I accepted promptly, in spite of Mother’s warning glances. Mrs. Evans-Mawnington, too, was furious. She was determined to keep Roy away from me, and I was equally determined she should not, but Mother, seeing my face, swerved round to my side. A little gaiety, perhaps, would not harm me. So I am going.
·····
Roy telephones to make sure I have not forgotten. Forgotten? When I have washed my hair and sewn buckles on my slippers and put fresh shoulder straps on my satin petticoat.
Queer that I should be so thrilled at the prospect of going out with Roy, whom I have known all these years.
Queer sitting in a pink-shaded restaurant alone with Roy.
Queerer still catching my breath because he looks at me instead of choosing dinner, to the waiter’s irritation
.
Queerer even to have him fussing—can I eat this, that, and the other? Am I well enough to have an ice? . . .
“I’m not ill, Roy, not physically, anyhow. I’m war-sick. I’m fed up with the whole business, scared to death; Mother’s ashamed of me, bitterly, that’s why she’s telling people I’m ill.”
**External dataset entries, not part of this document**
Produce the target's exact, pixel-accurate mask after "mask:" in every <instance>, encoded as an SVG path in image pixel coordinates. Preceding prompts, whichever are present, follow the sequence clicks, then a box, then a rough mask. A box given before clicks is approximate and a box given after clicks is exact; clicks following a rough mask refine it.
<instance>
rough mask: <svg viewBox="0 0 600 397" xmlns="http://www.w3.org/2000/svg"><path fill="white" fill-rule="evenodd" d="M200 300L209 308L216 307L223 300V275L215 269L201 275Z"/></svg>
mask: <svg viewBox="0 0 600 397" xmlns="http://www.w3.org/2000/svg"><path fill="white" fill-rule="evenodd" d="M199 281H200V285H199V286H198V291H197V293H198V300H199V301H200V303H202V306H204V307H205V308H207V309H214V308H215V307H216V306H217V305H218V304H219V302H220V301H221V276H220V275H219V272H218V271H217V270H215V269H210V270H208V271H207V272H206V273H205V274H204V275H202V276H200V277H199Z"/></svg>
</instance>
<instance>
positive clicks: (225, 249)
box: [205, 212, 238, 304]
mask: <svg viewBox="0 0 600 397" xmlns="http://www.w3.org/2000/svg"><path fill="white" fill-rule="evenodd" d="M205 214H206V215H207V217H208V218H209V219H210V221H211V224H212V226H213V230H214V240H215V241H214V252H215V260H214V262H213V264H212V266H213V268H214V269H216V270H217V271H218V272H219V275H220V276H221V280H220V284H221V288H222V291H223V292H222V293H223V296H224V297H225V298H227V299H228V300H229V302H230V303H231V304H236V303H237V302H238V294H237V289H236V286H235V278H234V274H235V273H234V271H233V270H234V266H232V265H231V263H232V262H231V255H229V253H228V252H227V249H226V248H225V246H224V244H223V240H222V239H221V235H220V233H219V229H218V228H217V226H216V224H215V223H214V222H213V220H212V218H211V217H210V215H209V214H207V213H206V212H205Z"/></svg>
He understands, as I knew he would. Of course Roy would be the only one to understand.
“Aren’t the parents bloodthirsty? The way I’ve got to pretend I’m the little hero, Nell. I had a month in the trenches before I got that Blighty fracture, and I’d do anything on God’s earth rather than go back. The wires I pulled to get this base job, I can tell you. You understand? . . .”
“I understand, Roy.”
“In the home circle I hate being out of things, all that muck—Mother dying for me to get decorations, V.C.’s and things; sometimes I fancy she’d rather have them than me. The V.C.? When my stomach turns over with fright every time I hear a shot fired. It’s pretty bloody, Nell, when you’ve got men under you and you’ve got to be a shining example. Only for my sergeant, I’d have turned and run the first time; I swear it. ‘Steady on, sir,’ he said. ‘You’ll get the hang of it in ’arf a tick’—and I suppose I did. I wanted to thank him afterwards—but we never saw him again. Prisoner, or blown to hell—God only knows! I can tell you this, Nell, can’t I?”
“You can tell me, Roy.”
I tell him something of the convoy; how good to tell Roy, who understands! He holds my hand while I am talking. A silence falls between us. He taps a fork abstractedly.
“Would it matter two damns to you if I was not shot to blazes, Nell?”
The waiter comes back, takes an order, goes again.
“Would it?”
Would it? Roy one of my maimed procession—dear God, no.
·····
The theatre is jolly—a revue, lights, music, fun, pretty girls, but to us it’s merely a background. We sit in the shadow of our box and whisper, Roy with his arm across the back of my chair, now and again caressing my ears, rubbing his hand up and down my short hair—“kid’s hair,” he calls it.